Gilberto Costa: Acho que o grande desafio para a sociedade brasileira é a mensuração, com dados reais. Usamos dados oficiais, a Rais é um dado oficial. Estamos, aos poucos, quebrando essa barreira, dando às empresas o conforto necessário de que essas informações são tratadas com sigilo e com respeito à LGPD (Lei Geral de Proteção de Dados Pessoais).

Com os dados, vemos o que é possível fazer. No protocolo racial, temos tanto sugestão de ações afirmativas que podem ser implementadas, quanto sugestão do quanto a empresa precisa investir. Combater o racismo passa por investimento, sim. Não adianta querer combater o racismo sem investimento.

Bússola: Qual a perspectiva de mudança estrutural, vai demorar muito?

Gilberto Costa: Nos Estados Unidos, há várias empresas investindo na formação de jovens negros, em empreendedorismo negro e em crédito para a população negra. Com isso, começa a gerar riqueza dentro da comunidade negra. Essas pessoas passam a ter acesso à melhor educação, melhor formação técnica, saúde pública, etc.

No caso do Brasil, a sociedade ainda está muito focada em ações afirmativas. O empreendedor negro ainda carece de investimento. Tem uma série de barreiras que acabam não dando acesso a esses empreendedores nas organizações em que eles querem atuar.

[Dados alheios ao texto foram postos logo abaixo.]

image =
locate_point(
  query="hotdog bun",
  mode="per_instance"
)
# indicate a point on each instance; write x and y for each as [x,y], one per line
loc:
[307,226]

As ações afirmativas do letramento racial são ótimas, mas não vão resolver o problema do médio longo prazo.

A gente sabe que essa mudança não vai acontecer amanhã. Ela vai demorar uma década para mudar. Então, nosso papel como grupo é municiar as empresas com dados que ajudem a trabalhar a pauta racial.

Bússola: O senhor costuma dizer que a ação afirmativa sozinha não resolve. Por quê?

Gilberto Costa: Ação afirmativa é importantíssima, resolve o problema no curto prazo. Para garantir sustentabilidade no médio e longo prazo, é preciso investir na formação técnica, em educação pública para a comunidade negra, empreendedorismo negro. É preciso investir em ações que garantam a perpetuidade, que garantam que vamos formar mais e mais pessoas negras tecnicamente habilitadas para entrar nas organizações.

Não podemos tirar do nosso radar que há várias pessoas que nem terminaram o ensino médio. Temos inclusive uma tabela, com uma sugestão de percentuais de investimento social privado na equidade racial.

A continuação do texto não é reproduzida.